Previous analyses with endosymbiotic or endoparasitic organisms like
Bartonella,
Tropheryma,
Buchnera,
Wigglesworthia etc. [
2,
3,
28,
29] revealed that the phenomenon of genome reduction is normally associated with population bottlenecks or other mechanisms such as selective sweeps. In case of the hyperthermophile
Nanoarchaeum equitans, extreme genome reduction is a feature of its thermoparasitic adaptation [
1]. Although our knowledge of bacterial populations in open oceans is not exhaustive, it may certainly be assumed that
P. marinus ecotypes, the most abundant free-living marine cyanobacteria and an important contributor to global photosynthesis, are not subject to small population sizes [
13-
15,
30]. More importantly, the HL strains with reduced genomes are apparently biologically superior than their LL counterparts [
21]. It is possible that the bias towards reduced A+T rich genomes in HL strains is consistent with cellular economy at regions with limited nitrogen and phosphorous near the ocean surface.

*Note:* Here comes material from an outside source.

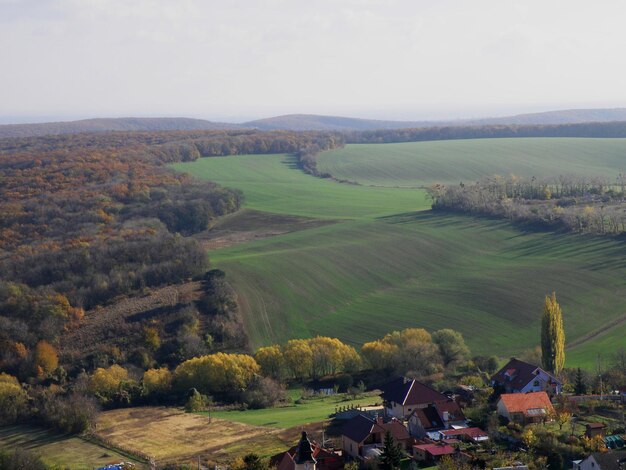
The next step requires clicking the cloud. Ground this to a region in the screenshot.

Scarcity of these elements that are essential in DNA synthesis favors the incorporation of an AT base-pair containing seven atoms of nitrogen, one less than a GC base-pair. It is worth mentioning at this point that the trends in amino acid usage in different
P. marinus strains, as observed in this study are quite compatible with the earlier report by Lv
et al. [
43] on influence of resource availability on proteome composition of these species. For instance, increase in overall aromaticity from LLa to LLb and HL strains is in full agreement with the observations by Lv
et al. [
43] on increased carbon-content in the encoded proteins of different HL strains as compared to that of LL strains. The average instability indices of the HL proteins are significantly lower than those of their LL orthologs, suggesting that the HL proteins, in general, may be more stable. Proteins characterized by higher percentages of helix structures, experience increased overall packing that imparts more rigidity [
44] and, hence, a decrease in regions with helix-forming propensities with a subsequent increase in coiled structures in HL proteins probably makes them more flexible. It is also tempting to presume that higher values of aromaticity and pI in HL proteins, as compared to LL orthologs, might facilitate cation-pi interactions in the former, imparting more stability. The central issue in the adaptation of HL proteins to their environmental niches may, therefore, be the conservation of their functional state, characterized by a well-balanced optimization of stability and flexibility.